Jay Bray, CEO of the mortgage servicing company Mr. Cooper, explained that if 25% of borrowers fail to make their mortgage payments, the industry would need $40 billion to cover three months of payments. Noting that his company has already seen a 50% increase in borrowers seeking assistance, he said, “The magnitude of people who are going to take the plan is going to be like nothing we have ever seen.” Mortgage Bankers Association CEO Bob Broeksmit added that the industry could need more than $100 billion depending on how long the situation lasts.
However, the Coronavirus Aid, Relief & Economic Security (CARES) Act, the $2.2 trillion stimulus package President Donald Trump signed into law on Friday, does not include relief for the mortgage industry, the publication noted, adding:
While the final bill allocates $454 billion for the Treasury Department to support the Federal Reserve’s emergency lending programs, including for large corporations, there is no overt requirement for lending to mortgage companies, despite a weeklong lobbying push by the industry.
Broeksmit noted, “We have been in constant contact with many parts of the administration to ensure that they understand the urgency of this liquidity facility being set up.”
New Housing Crisis, Mortgage Companies Face Shutdown
Among companies most affected are mortgage servicers, which handle loans and process mortgage payments. About 60% of mortgages in the U.S. are secured through nonbank lenders such as Quicken Loans, the Washington Post explained. “One in three of the country’s $11.2 trillion in mortgages is overseen by nonbank servicers, which collect borrowers’ payments every month, and say the economic fallout from the pandemic represents an unprecedented challenge to their future.”
When people stop making payments, these companies are still legally obligated to keep sending money to insurers and investors in mortgage-backed securities using their own money. The publication described:
Mortgage lenders are preparing for an avalanche of distressed homeowners that could drive a housing crisis that rivals the one that left millions of Americans in foreclosure a decade ago.
“This time, rather than homeowners falling behind on their payments slowly over several years, mortgage delinquencies could spike suddenly as people find themselves without a job or have their salaries cut within the next few months,” the news outlet continued. Inside Mortgage Finance publisher Guy Cecala was quoted as saying: “This time the problems are going to be nondiscriminatory. It will apply to people with good credit, or someone who is well-off, and ran a restaurant. We haven’t had a crisis where everyone is impacted regardless of financial situation.”
Treasury Secretary Steven Mnuchin said on Thursday that the Financial Stability Oversight Council is “particularly focused on the liquidity issues that market may have.” He further revealed that he was establishing a task force to report back to the council on the matter.

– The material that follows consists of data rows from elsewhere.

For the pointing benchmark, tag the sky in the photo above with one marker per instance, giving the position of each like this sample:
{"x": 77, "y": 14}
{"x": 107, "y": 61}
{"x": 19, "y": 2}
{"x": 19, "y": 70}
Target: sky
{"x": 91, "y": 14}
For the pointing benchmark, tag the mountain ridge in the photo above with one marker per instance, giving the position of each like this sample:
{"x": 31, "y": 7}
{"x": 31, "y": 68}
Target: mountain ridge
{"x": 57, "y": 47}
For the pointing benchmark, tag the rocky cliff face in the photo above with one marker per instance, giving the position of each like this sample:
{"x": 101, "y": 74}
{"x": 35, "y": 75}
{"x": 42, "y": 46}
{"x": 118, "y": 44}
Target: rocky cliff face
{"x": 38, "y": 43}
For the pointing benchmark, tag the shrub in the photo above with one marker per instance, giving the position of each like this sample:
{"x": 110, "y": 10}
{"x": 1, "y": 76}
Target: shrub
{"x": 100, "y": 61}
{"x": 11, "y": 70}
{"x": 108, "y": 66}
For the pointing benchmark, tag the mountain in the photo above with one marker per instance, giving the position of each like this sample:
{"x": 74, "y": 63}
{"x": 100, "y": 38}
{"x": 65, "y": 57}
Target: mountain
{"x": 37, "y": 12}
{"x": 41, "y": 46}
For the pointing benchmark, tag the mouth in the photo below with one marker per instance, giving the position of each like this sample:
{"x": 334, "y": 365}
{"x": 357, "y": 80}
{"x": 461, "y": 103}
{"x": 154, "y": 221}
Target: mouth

“Concerns about liquidity in the mortgage finance system have been building for years, as the companies that service mortgage loans are increasingly nonbanks — which don’t have banks’ access to Fed loans or their strict capital requirements and deposits to fall back on,” the publication details.
Andrew Jakabovics, vice president for policy development at Enterprise Community Partners, an affordable housing nonprofit, believes that the mortgage system would break down if mortgage companies fail across the board. He opined:
The kinds of relief we did during the foreclosure crisis — all of that had to do with the fact that we wanted to ensure that investors from across the world would continue to treat U.S. mortgage-backed securities as an incredibly safe investment … That would have very serious ramifications for the availability and price of mortgage credit.
Michael Bright, CEO of the Structured Finance Association, which represents 370 financial institutions in the bond market, believes the Fed will eventually come through with an emergency lending program for the mortgage industry. “Even though that language wasn’t included,” Bright said of the stimulus bill, “I do think it’s likely that this could be part of [the Fed’s Term Asset-Backed Loan Facility Program] in the end.” He previously managed Ginnie Mae’s $2 trillion portfolio.